Je marche jusqu'au bout du quai, au niveau de l'arrière des trains, pour être au plus près de la sortie à la gare où je descends. Le train arrive...Ô surprise! Il est court ce matin! Dans le jargon des usagers quotidiens des transports franciliens, un train court signifie qu'il n'est formé que d'une seule rame.

Les trains composés de deux rames passent en général aux heures de pointe. Je regarde ma montre. Nous sommes bien le lundi 4 janvier 2010, il est 8h35. Heure de pointe. Je commence à courir pour revenir au niveau de la première (et unique) rame. 100 personnes font la même chose que moi et s'agglutinent devant les portes du train. Les wagons sont déjà bondés. Je renonce à l'idée de monter dans celui-ci et me résous à attendre le suivant. Un quart d'heure d'attente. Il fait - 5°C. Positive attitude. Le froid, c'est vivifiant et ça oblige mon organisme à dépenser des calories. Je mincis en attendant mon RER, en somme. Les bonnes résolutions se mettent en application dès la rentrée!

Arrivée à la gare de B. Je cours pour attraper ma correspondance avec le tram. Dans le lointain, je vois les phares du véhicule briller. Bon timing, me dis-je...Le tram arrive péniblement. Feux de détresse allumés...Mauvais signe.

Il s'arrête à la hauteur du quai, mais les portes restent fermées. Quelques personnes insistent sur les ouvertures, appuyant frénétiquement sur les boutons des portes. Puis le tram s'éloigne. Sur le tableau d'affichage, nous lisons qu'il nous faut attendre le suivant..7 minutes plus tard...Il fait toujours - 5°C. Mes hanches se raffermissent maintenant à vue d'oeil. Positive attitude!

Enfin, j'arrive à destination, avec 20 minutes de retard sur mon horaire habituel, sans panne de réveil ni lourdeur intempestive dans les jambes causée par un abus de chocolat et/ou une flemmardise aiguë de rentrée. Rien de tout cela.

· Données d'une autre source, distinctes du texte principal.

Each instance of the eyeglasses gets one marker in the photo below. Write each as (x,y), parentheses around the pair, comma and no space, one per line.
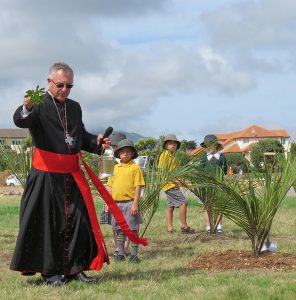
(60,85)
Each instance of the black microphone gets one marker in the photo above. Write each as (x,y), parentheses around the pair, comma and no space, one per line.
(107,133)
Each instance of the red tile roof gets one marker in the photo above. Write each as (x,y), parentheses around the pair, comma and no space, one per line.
(253,131)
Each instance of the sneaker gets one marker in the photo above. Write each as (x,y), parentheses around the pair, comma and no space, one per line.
(119,258)
(187,230)
(134,259)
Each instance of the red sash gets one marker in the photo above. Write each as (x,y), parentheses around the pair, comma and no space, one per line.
(65,163)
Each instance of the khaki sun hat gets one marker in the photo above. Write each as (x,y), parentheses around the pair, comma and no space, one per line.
(209,140)
(171,137)
(126,143)
(116,137)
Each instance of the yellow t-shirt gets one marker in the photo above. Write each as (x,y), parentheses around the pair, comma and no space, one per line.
(125,180)
(168,162)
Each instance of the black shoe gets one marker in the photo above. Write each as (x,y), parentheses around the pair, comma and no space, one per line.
(134,259)
(28,273)
(54,280)
(81,276)
(119,258)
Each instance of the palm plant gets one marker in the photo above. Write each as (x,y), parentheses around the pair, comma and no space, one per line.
(253,202)
(18,162)
(155,179)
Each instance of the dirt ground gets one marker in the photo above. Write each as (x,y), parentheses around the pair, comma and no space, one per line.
(8,190)
(242,260)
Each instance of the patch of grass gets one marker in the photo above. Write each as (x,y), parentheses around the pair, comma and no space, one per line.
(163,272)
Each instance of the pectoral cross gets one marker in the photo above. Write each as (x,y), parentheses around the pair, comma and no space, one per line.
(69,140)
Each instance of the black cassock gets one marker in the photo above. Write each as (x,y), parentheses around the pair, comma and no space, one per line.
(55,234)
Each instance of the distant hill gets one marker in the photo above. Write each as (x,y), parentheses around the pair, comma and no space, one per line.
(133,136)
(129,135)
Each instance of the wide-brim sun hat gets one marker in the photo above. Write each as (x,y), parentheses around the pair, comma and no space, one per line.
(116,137)
(126,143)
(171,137)
(210,140)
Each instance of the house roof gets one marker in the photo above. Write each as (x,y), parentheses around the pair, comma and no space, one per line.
(253,131)
(14,133)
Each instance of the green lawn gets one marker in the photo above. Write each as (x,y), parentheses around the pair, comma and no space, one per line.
(163,272)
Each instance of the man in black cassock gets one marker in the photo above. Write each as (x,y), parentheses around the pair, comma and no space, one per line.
(55,235)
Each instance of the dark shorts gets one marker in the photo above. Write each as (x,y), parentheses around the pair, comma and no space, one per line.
(175,198)
(133,221)
(105,217)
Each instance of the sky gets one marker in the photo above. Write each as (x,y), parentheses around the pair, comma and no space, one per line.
(157,67)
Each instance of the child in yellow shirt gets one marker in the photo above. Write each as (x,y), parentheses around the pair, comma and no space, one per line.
(175,197)
(125,187)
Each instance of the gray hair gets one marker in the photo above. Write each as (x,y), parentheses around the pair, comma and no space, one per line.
(60,66)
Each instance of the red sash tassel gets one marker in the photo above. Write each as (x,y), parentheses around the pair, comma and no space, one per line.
(65,163)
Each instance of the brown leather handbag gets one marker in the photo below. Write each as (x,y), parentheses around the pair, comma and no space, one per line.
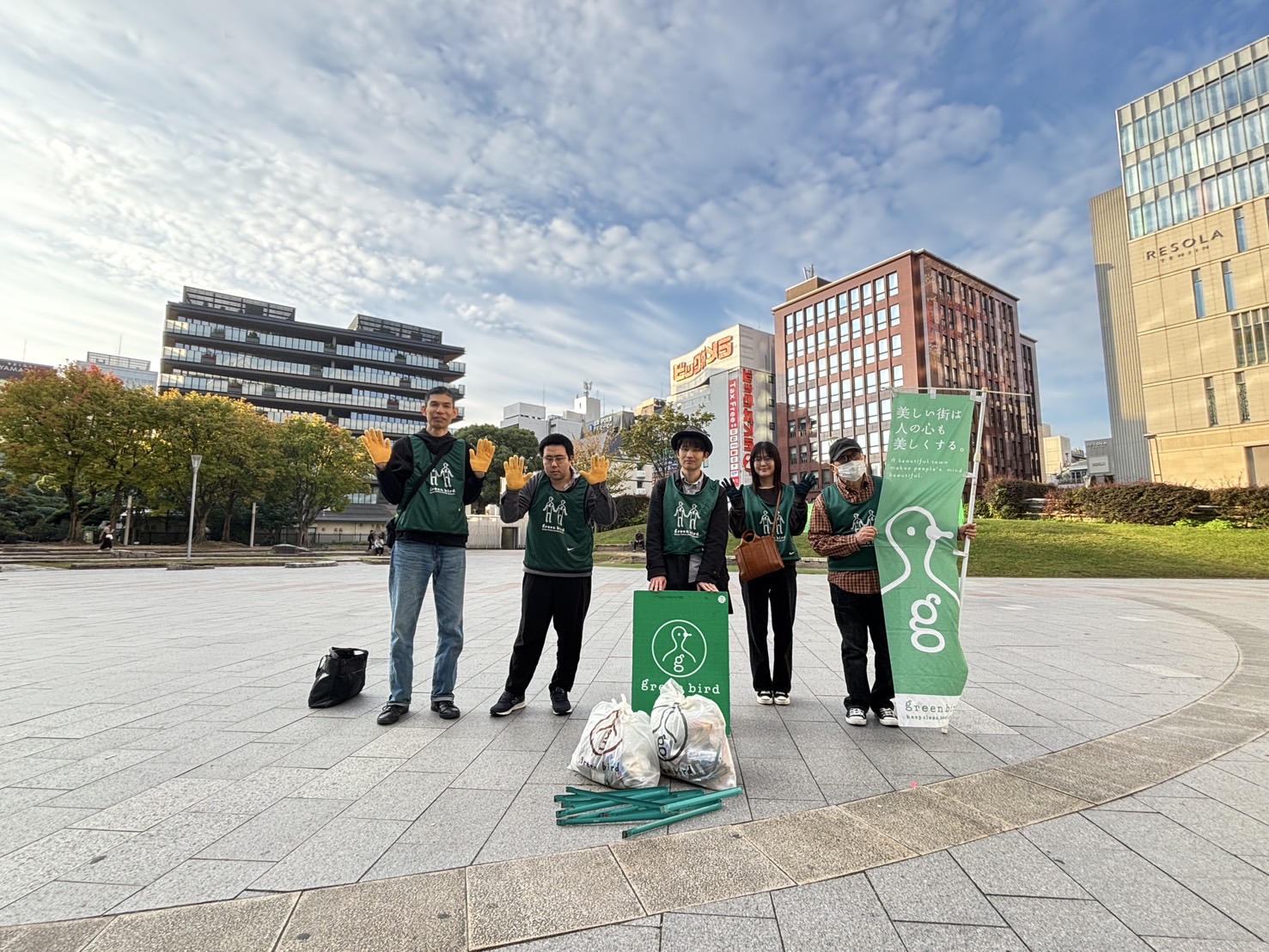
(758,556)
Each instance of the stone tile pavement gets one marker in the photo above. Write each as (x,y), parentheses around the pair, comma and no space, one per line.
(155,750)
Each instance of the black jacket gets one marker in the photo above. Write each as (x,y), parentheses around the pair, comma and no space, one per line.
(674,568)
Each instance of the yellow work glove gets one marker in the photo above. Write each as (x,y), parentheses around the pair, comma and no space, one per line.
(378,446)
(481,457)
(598,471)
(516,478)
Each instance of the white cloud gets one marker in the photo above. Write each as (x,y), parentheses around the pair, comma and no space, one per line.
(570,191)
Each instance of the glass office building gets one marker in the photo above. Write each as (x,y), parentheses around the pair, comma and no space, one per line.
(372,375)
(1181,259)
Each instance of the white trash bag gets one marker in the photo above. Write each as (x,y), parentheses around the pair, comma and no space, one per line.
(617,748)
(691,736)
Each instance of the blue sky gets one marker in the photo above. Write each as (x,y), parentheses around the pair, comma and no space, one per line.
(571,191)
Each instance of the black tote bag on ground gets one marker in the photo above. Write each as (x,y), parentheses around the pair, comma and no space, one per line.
(340,675)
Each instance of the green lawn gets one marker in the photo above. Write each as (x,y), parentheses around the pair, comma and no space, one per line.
(1065,550)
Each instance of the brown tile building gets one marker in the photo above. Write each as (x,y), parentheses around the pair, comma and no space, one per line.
(914,320)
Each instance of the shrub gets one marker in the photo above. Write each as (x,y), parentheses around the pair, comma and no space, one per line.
(631,510)
(1245,505)
(1144,503)
(1004,497)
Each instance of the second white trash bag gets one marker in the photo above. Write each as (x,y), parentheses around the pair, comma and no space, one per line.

A la sortie du tram, mes tibias sont percutés violemment par une poussette. Dans le prolongement du véhicule d'enfant, une jeune femme d'une trentaine d'année essaie désespérément de forcer le passage, se servant du landau comme d'un bélier à roulettes. J'hésite un instant à lui expliquer les règles élémentaires qui régissent la mécanique des fluides, et qui s'appliquent fort bien aux flux de passagers entrant et sortant d'un train ou d'un bus. Il faut vider pour mieux remplir...Pas le temps pour un cours de physique. Mon voisin de derrière passe à l'application directe en me poussant vers la sortie. Je l'entends siffler une insanité entre ses dents, sans savoir si elle est adressée à la conductrice de la poussette-bélier ou bien à moi-même, sans doute pas assez rapide à son goût dans l'exercice d'évacuation du tram.

Une fois sur le trottoir, je prends une grande bouffée d'air glacial. La positive attitude ne tiendra pas une semaine à ce régime!

Vous comprenez maintenant pourquoi les Franciliens font la gueule dans les transports en commun?

Mais en attendant de retrouver un visage fermé et hostile le matin dans le RER, je vous souhaite une excellente année 2010!